I believe it is possible that life and love in a family leaves its imprint in many ways on a house, a home, an inhabited place.
I know it can easily be put down to misinterpretations of things seen in peripheral vision, or even mental misinterpretations responding to subtle suggestions. I doubt that there is actually a protoplasmic or energy form that continues after death. But if there is something there, it is benevolent rather than malevolent. Ghosts, if they exist, are a good thing, not a bad one. It doesn’t scare me to live in a place that has a soul capable of absorbing and incorporating a faithful family dog.
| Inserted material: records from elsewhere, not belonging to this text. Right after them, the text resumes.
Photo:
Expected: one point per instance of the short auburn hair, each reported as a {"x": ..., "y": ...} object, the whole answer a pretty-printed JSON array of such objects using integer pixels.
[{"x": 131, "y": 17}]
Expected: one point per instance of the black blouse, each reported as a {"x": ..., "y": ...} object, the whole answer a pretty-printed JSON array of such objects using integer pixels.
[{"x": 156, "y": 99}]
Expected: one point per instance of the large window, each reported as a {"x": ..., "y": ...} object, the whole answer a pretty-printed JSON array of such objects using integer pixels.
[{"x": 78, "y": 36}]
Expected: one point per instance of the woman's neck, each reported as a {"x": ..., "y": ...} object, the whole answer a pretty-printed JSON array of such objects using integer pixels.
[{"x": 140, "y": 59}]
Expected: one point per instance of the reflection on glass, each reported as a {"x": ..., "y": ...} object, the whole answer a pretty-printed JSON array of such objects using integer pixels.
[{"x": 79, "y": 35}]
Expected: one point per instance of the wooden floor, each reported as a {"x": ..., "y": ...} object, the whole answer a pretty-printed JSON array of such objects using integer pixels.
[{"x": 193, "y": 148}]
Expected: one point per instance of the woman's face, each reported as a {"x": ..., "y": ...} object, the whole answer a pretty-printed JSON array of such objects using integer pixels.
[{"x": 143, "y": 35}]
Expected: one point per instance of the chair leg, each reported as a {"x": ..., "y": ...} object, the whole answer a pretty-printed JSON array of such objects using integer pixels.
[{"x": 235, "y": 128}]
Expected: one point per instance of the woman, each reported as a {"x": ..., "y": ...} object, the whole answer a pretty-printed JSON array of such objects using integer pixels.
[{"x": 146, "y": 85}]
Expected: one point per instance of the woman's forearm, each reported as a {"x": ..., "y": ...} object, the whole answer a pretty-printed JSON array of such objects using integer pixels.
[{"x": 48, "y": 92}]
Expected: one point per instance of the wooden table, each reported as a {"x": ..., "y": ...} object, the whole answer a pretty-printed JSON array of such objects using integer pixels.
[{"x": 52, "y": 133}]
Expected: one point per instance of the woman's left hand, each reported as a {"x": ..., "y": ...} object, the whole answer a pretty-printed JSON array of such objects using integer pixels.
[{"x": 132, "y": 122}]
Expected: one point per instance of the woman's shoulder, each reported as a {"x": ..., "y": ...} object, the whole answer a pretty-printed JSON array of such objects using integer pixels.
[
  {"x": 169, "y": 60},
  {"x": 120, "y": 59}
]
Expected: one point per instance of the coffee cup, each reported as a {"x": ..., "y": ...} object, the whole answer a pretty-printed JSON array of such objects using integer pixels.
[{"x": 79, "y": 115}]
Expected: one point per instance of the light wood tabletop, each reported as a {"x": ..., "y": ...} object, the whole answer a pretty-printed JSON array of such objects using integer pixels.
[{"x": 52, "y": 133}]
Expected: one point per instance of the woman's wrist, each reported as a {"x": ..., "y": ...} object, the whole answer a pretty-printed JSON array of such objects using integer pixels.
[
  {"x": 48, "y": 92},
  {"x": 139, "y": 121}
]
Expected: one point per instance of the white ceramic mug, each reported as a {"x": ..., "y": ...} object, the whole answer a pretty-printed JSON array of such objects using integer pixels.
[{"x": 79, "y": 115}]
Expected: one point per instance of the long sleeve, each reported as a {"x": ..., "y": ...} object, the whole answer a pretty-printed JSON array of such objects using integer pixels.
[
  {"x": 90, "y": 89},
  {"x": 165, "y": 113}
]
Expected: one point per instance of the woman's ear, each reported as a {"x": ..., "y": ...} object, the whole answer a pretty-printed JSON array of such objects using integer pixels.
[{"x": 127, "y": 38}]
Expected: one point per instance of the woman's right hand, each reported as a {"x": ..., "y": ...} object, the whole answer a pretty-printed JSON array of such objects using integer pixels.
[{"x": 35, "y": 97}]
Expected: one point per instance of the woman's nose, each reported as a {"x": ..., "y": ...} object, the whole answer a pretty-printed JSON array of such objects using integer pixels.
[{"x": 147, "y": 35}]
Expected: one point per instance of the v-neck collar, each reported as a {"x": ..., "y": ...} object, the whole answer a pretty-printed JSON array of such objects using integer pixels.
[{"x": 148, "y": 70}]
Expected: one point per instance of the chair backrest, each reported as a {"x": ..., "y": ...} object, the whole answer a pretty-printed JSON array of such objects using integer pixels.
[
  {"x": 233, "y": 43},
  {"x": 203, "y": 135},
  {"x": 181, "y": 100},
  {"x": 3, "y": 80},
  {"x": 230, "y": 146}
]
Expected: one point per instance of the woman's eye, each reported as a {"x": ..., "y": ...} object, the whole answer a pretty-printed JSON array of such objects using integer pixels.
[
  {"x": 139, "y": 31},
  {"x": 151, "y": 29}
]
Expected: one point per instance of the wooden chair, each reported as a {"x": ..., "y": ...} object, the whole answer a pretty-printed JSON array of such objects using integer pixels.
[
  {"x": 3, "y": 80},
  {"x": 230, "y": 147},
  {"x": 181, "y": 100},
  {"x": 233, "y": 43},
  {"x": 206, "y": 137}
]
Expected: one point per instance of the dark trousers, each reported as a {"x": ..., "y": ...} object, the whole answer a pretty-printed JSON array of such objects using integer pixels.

Basically, I am insisting that the existence of ghosts is irrelevant. I do not require the artificial reassurance of belief in a life after death to make me unafraid of facing death. I am a part of everything that exists, and I will continue to be a part of it even after my body is dissolved and my consciousness is silenced. Even if life on Earth is extinguished, the fact of my existence is not erased or invalidated. The poet says, “You are a child of the universe. No less than the trees and the stars, you have a right to be here. And whether or not it is clear to you, the universe is unfolding as it should.” -from Disiderata by Anonymous
So, I am ill and thinking about death, for it is not very far away now. And I do not fear it. As I do not fear ghosts. For I don’t believe in them… except for the ones I do.